Which dish says Spain more than the Paella? From humble beginnings, paella evolved from a simple rice dish into a feast of rice with mixed meat and seafood. Traditionally it is cooked and eaten in the open air and is served directly from the paella to a large group at family gatherings or fiestas. But it is not exclusive to experienced Spanish cooks or to Spanish restaurants, you can make paella at home and this class will show you how.
Our class starts visiting the Antón Martín market (200 m away, open all days except Sundays and holidays) to buy the groceries we will need to cook our menu. We’ll buy vegetables, seafood and perhaps ham, cold cuts, cheese, olives, pastry… the offering and colouring of this traditional way of shopping daily supplies is endless.
Back in the school, you’ll have to apply yourself to prepare your sangría (yes, finally you will know the way to make it), and your the starter: gazpacho, that is a refreshing tomato-based chilled soup. Another taste of Spain worth mastering.
And then, we will start cooking the paella. Along the preparation, our chef will tell the story of this typical Spanish dish including its origins and its place in Spanish culture as well as handy tips that help you make a paella to be proud of.

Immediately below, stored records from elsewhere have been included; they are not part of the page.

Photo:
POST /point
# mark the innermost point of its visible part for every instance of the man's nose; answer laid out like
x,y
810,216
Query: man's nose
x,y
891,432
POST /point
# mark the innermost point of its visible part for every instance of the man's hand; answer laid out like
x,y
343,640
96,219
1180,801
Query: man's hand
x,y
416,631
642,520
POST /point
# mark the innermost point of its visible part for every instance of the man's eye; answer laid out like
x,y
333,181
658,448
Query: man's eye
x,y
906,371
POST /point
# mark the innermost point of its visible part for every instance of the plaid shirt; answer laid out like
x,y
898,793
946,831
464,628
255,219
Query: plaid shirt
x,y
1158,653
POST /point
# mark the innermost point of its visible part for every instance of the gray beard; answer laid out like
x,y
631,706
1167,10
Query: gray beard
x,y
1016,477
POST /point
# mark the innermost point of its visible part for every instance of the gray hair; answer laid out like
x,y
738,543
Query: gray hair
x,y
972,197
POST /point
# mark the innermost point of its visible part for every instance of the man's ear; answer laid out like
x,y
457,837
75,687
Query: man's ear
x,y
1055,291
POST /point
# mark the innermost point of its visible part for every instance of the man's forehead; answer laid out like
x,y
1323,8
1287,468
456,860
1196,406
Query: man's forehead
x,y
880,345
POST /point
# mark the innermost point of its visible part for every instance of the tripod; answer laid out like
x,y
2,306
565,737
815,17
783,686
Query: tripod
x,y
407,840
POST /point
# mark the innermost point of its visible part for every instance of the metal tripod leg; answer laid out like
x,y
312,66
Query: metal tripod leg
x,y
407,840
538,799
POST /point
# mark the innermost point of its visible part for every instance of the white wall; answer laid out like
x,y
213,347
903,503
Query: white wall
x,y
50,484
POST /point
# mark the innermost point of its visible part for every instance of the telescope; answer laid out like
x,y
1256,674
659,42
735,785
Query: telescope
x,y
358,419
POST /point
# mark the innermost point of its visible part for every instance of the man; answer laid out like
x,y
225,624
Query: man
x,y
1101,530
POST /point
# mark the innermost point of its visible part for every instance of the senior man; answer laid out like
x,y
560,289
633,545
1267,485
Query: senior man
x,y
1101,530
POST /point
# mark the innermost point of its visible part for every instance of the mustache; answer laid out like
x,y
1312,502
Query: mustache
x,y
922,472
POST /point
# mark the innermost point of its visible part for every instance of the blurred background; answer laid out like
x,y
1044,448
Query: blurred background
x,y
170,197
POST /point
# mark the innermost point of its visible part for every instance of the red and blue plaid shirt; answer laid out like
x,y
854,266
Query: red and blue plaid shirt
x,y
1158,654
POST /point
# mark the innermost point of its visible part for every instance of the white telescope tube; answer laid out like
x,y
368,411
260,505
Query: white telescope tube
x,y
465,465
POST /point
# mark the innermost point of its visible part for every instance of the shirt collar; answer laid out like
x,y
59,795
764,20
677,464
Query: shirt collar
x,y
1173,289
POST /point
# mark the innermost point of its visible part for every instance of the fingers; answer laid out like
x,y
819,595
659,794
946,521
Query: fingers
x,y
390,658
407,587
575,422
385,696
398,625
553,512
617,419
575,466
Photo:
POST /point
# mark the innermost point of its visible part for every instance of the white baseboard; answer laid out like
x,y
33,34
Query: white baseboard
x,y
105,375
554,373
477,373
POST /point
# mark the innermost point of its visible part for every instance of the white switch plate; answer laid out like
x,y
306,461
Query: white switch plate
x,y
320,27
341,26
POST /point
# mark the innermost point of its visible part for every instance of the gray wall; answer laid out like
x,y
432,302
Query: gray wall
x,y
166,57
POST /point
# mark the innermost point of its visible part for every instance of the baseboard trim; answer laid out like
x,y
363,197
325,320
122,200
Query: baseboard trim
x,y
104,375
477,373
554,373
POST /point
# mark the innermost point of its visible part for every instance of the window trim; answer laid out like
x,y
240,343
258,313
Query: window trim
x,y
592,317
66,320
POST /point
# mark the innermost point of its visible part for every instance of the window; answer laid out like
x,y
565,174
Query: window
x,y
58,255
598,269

Our Paella classes are 4 hours long; 3 hours to go shopping, prepare your gazpacho and cook the paella, and 1 hour to enjoy your creations with the sangría you made at the beginning of the class. Note: on holidays, we’ll prepare one additional tapa, as market is closed.
Dishes are prepared in couples under the guidance of our experienced chef. All lessons are in English and no cooking experience is required.
Class is subject to a minimum attendance of 2 people.